L’uso ripetuto di un antibiotico ben tollerato è considerato non comportare problemi, dato che raramente i pazienti incorrono in evidenti effetti collaterali. Tuttavia una ricerca condotta presso la Stanford University School of Medicine ha rivelato che esso induce cambiamenti cumulativi e persistenti nella composizione della flora batterica – composta secondo una stima prudenziale, da un migliaio di tipi differenti di microrganismi – che abita nell’intestino umano, svolgendo importanti funzioni.

Lo studio, diretto da David Relman e pubblicato sui Proceedings of the National Academy of Sciences – ha esaminato gli effetti della ciprofloxacina, un antibiotico prescritto in caso di molte infezioni, particolarmente dell’intestino e del tratto urinario, che raramente dà effetti collaterali come diarrea o gonfiori addominali. Esaminando, con il ricorso a nuove tecniche di analisi della flora batterica, gli effetti di due cicli terapeutici di cinque giorni condotti a sei mesi di distanza, i ricercatori hanno rilevato un sottile effetto a lungo termine: la sostituzione di diverse specie batteriche residenti con altre affini, ma anche la completa scomparsa di altre.

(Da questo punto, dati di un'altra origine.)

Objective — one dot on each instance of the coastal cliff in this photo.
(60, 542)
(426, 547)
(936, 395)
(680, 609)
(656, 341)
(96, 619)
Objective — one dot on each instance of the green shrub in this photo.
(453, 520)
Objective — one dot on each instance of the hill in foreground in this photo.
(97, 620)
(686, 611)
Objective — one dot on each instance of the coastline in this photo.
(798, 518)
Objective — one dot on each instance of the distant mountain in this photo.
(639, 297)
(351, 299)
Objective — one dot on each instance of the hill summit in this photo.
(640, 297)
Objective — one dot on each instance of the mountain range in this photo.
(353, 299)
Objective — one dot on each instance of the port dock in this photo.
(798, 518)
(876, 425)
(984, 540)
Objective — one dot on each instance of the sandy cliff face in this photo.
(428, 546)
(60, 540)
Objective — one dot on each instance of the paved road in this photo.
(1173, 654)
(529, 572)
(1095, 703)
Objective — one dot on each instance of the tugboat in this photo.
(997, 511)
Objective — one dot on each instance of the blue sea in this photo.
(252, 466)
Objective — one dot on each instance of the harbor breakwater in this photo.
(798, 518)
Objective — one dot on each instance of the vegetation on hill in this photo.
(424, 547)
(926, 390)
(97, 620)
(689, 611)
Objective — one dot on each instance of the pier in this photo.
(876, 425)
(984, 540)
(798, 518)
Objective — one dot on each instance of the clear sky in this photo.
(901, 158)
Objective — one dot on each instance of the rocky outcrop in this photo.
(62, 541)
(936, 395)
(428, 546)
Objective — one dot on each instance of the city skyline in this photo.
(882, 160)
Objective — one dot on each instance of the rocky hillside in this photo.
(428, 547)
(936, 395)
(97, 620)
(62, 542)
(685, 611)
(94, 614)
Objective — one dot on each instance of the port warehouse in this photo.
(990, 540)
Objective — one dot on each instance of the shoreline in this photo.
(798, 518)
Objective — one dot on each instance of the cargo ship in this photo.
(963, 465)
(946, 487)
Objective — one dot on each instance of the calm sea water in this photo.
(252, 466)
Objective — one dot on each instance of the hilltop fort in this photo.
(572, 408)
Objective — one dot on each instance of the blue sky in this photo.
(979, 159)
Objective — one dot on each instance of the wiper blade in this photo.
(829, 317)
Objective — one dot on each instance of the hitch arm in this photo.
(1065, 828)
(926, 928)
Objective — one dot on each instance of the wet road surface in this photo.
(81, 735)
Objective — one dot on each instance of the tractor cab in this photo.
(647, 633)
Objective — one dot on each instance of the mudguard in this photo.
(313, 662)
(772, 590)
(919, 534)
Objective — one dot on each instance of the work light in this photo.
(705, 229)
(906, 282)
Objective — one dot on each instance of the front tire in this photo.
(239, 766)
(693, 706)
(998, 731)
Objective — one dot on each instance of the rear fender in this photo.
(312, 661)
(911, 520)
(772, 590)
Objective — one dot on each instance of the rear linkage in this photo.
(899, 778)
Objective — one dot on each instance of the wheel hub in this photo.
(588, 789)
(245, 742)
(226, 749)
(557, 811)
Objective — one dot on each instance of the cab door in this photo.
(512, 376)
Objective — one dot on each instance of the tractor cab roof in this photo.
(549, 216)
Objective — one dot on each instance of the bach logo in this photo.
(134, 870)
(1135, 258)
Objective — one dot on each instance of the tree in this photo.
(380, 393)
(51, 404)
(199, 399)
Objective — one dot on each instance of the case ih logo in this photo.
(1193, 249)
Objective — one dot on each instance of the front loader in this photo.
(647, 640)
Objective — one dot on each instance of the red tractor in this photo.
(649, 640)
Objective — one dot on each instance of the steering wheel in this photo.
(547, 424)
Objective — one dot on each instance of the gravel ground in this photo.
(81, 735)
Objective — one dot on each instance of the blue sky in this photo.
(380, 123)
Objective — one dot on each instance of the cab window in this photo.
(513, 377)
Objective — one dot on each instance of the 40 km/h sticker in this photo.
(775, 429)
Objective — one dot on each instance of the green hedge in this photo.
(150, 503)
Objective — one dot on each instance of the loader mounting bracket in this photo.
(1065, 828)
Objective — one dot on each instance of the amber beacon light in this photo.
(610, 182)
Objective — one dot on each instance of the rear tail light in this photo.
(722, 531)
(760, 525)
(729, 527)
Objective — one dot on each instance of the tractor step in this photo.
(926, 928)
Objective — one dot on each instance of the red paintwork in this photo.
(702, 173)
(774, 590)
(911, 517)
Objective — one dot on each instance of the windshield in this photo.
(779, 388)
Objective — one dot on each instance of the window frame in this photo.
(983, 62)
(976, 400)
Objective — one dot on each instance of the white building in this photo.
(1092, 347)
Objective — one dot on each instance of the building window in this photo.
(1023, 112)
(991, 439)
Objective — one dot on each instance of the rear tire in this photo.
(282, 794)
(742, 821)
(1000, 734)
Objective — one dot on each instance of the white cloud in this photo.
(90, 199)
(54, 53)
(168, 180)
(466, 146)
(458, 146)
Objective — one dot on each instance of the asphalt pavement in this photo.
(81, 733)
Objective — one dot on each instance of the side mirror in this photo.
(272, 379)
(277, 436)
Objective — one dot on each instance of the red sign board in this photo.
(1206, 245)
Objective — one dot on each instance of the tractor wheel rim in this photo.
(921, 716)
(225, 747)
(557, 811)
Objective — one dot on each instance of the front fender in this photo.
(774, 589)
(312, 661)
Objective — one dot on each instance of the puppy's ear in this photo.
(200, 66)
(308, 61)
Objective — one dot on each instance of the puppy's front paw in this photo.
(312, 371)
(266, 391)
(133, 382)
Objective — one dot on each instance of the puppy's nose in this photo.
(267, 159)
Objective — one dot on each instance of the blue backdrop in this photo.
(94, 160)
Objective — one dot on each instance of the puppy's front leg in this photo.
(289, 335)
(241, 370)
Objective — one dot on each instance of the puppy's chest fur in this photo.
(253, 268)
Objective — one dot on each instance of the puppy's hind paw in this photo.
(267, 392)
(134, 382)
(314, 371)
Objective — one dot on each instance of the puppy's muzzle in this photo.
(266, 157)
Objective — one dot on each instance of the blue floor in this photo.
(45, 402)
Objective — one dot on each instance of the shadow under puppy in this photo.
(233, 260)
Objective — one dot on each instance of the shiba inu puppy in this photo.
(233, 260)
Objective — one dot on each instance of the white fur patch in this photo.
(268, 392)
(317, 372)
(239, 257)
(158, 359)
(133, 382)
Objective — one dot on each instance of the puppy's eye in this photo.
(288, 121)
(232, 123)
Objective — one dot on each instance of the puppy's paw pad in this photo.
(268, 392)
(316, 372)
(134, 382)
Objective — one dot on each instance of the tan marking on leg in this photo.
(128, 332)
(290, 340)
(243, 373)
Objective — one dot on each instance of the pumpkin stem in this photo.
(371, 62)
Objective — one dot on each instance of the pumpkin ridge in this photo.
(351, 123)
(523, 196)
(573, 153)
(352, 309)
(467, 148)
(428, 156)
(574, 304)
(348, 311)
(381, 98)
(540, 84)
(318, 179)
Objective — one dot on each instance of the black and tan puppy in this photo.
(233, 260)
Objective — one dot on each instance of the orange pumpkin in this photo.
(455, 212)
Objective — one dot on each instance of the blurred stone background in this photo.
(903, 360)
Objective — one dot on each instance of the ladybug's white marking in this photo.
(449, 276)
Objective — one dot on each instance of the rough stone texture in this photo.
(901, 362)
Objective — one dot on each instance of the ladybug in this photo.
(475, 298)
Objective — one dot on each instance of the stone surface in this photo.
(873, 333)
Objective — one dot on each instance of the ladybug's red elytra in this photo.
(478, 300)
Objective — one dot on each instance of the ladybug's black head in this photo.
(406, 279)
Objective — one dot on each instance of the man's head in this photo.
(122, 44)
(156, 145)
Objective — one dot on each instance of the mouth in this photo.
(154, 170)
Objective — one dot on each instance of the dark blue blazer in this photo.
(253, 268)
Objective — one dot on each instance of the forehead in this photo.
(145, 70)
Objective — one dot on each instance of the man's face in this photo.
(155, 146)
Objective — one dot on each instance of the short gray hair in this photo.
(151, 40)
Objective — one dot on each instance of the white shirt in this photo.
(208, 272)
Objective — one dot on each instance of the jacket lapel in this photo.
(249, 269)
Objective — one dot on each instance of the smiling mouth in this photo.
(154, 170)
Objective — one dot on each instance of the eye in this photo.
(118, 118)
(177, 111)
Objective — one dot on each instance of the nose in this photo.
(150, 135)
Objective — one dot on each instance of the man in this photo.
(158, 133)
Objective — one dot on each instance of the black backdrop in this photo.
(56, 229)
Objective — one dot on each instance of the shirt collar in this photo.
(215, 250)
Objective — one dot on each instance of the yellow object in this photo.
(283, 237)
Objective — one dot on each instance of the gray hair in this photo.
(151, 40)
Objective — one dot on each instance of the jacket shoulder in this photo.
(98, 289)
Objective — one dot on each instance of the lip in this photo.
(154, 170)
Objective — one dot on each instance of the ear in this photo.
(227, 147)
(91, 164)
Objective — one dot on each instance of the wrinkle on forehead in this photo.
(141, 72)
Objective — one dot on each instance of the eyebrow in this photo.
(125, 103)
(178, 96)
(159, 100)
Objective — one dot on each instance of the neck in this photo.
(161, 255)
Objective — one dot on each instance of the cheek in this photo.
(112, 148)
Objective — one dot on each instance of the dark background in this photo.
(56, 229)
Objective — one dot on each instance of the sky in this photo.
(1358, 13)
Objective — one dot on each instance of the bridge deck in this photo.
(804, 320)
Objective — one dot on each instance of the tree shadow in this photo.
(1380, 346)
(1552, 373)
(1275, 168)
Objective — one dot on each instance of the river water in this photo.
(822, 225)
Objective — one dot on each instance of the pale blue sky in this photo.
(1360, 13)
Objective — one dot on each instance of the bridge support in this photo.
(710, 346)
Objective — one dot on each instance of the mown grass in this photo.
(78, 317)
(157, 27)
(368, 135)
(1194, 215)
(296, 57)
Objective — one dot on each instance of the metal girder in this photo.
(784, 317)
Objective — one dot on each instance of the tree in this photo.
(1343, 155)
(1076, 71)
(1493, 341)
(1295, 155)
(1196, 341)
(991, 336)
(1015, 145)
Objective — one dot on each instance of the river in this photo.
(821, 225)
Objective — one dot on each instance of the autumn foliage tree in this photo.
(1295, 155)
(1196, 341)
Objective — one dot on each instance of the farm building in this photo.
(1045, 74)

La generale somiglianza fra i ceppi pre- e post-trattamento spiega secondo gli autori la scarsa incidenza di effetti collaterali della ciprofloxacina, tuttavia – osserva Relman – una specie batterica scomparsa poteva avere un importante funzione biologica, come quella di produrre una proteina tossica per particolari patogeni, che viene così persa. Questa funzione può non essere avvertita per anni e diventare rilevante quando il patogeno in questione invade l’intestino del paziente.

Ciò non significa affatto che quell’antibiotico, o altri, sia pericoloso o che vada evitato – sottolinea Relman – ma solleva ancora una volta il problema di un loro uso oculato e quello dei possibili effetti collaterali a lungo termine. Ancora più importante sarebbe approfondire gli studi sulle specifiche funzioni svolte dai differenti tipi di batteri, anche se il compito appare molto complesso dato che la specifica composizione varia da persona a persona.

Se si riuscisse a farlo, anche grazie alla nuova tecnica di identificazione dei ceppi batterici intestinali, si potrebbe pensare a procedere, prima e dopo un trattamento antibiotico, alla valutazione dell’abbondanza relativa delle specie che ne compongono la flora intestinale, in modo da somministrare eventualmente specifici probiotici che favoriscano la specifica ricostituzione dei ceppi in pericolo.